Formosa Plastics Plant Will Receive Complete Environmental Review From U.S. Army Corps of Engineers


The U.S. Army Corps of Engineers announced on Wednesday that it will require Formosa Plastics to complete a full environmental impact statement for its petrochemical complex being built in St. James Parish, Louisiana designed to produce single-use plastic packaging products. 

This follows a lawsuit filed in early 2020 by the Center for Biological Diversity, Healthy Gulf, Louisiana Bucket Brigade, and Rise St. James. The plaintiffs, who reportedly represent Black and low-income communities, alleged that the project would be harmful, and the District of Columbia District Court agreed. The court issued an order to remand the matter back to the Corps in January 2021. 

“Today’s announcement is the ultimate David v. Goliath victory,” said Anne Rolfes with Louisiana Bucket Brigade in a press release. “We were not scared of Formosa Plastics and its $9 billion project, or the fact that our governor has been cheering for Formosa all along. St. James Parish residents are the ones who have shown leadership and wisdom. What the Corps has done today is common sense. Of course one of the biggest plastics plants in the world should require an environmental impact statement. Our state and federal officials should have demanded it from the outset. I am hopeful that this is the nail in the coffin of Formosa Plastics in St. James Parish. And don’t try to build somewhere else. Pack up and go home.”

The U.S. Army Corps of Engineers, after the present memorandum, will perform a full analysis of the impacts of the controversial plastics factory. The analysis will consider the potential impacts on the environment, public health, and culture. 

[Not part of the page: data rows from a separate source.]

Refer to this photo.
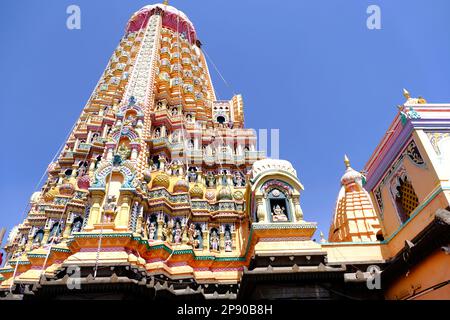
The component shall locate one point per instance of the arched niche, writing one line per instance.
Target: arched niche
(276, 193)
(278, 205)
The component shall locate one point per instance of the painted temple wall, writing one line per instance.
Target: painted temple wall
(338, 253)
(426, 274)
(425, 181)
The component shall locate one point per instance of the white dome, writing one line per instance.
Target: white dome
(264, 165)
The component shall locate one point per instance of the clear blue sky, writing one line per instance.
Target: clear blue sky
(310, 68)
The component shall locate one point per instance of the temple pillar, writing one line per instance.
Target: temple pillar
(123, 214)
(95, 215)
(297, 209)
(261, 210)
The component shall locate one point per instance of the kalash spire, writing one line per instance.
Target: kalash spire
(159, 183)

A press release from the Center for Biological Diversity explained that the communities that would be affected by the factory live in a corridor already known as “Cancer Alley or Death Alley” making an environmental review even more important. It claimed, however, that “local opponents of the project have been aggressively dismissed, arrested and publicly criticized over their work to stop this project, which received huge taxpayer subsidies from the state.” 

They explained that the facility would send 13.6 million metric tons of greenhouse gases into the atmosphere each year, while producing an additional 800 tons of pollutants which would spread throughout the city.  

The Center also reported that last year Formosa Plastics paid $50 million in cleanup costs as part of a settlement for discharging plastic into Texas waters over a long period of time.